Through hard practice and taking the necessary risks I eventually learned that I never really had a selfhood in the first place, except from a micro view.
I learned that you can't lose what you never really had in the first place, namely, yourself. Since your separateness is only an illusion created by choice, it is there whenever you think you want or need it. It can't possibly be lost or taken away from you.
People are fascinating to merge with, but also the most difficult, the most educational, and the most painful.

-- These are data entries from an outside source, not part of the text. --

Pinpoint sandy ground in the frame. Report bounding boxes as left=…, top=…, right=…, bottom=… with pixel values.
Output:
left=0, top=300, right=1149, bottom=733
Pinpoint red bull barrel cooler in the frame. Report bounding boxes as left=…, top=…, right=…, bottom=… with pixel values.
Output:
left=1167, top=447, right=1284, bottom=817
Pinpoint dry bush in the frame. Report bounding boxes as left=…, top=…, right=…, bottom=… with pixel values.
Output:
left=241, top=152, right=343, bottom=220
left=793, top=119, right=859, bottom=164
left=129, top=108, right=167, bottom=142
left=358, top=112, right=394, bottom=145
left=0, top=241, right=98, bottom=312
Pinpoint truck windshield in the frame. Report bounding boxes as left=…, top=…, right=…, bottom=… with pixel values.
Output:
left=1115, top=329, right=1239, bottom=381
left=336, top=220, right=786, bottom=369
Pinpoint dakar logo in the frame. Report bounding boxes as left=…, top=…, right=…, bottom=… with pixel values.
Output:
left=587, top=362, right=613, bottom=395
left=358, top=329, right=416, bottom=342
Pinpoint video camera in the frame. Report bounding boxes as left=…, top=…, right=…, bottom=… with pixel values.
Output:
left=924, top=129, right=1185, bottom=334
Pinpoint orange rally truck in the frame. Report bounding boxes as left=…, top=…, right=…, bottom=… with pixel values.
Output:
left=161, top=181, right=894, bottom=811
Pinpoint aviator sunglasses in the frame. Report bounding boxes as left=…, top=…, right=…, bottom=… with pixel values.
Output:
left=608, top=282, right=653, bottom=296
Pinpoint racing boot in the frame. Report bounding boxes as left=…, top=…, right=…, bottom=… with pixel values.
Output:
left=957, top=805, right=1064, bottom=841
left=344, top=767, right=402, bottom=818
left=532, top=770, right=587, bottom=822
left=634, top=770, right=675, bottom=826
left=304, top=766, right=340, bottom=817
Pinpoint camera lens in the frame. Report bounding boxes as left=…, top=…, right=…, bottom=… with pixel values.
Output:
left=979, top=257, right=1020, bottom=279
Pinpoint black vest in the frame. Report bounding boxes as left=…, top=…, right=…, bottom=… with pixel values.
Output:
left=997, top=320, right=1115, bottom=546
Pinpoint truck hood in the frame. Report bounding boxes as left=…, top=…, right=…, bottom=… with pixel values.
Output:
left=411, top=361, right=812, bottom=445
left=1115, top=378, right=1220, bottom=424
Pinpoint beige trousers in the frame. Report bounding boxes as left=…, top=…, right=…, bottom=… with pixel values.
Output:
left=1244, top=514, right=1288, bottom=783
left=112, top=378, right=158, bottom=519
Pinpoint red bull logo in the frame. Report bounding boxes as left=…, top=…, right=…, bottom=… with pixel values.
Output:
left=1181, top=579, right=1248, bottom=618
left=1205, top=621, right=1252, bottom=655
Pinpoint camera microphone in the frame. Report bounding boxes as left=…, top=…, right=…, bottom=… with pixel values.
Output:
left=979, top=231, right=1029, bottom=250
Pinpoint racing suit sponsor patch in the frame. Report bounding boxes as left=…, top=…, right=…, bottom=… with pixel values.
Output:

Objects are the most dangerous for adults. While children find life so exciting that they jump from adventure to adventure, adults sometimes weary of the challenges and risks of life. If, in this weary state, they merge with, say a huge oak or a lovely big stable rock, it is sometimes extremely difficult to want to come back out. And, since desire precedes action, one must want to be a person more than he wants to be an oak before he can come out of an oak back to being fully a person.
Back in 1976 I visited hospitals to practice healing. I used not only PK, but also clairvoyance, telepathy, the beginnings of precognition, and my newly developed ability to merge. As I walked up and down hospital corridors if I "future saw" the possibility of death coming quickly for a patient, I would try to remove this possibility. Interestingly, in attempting this I discovered the truth of free choice.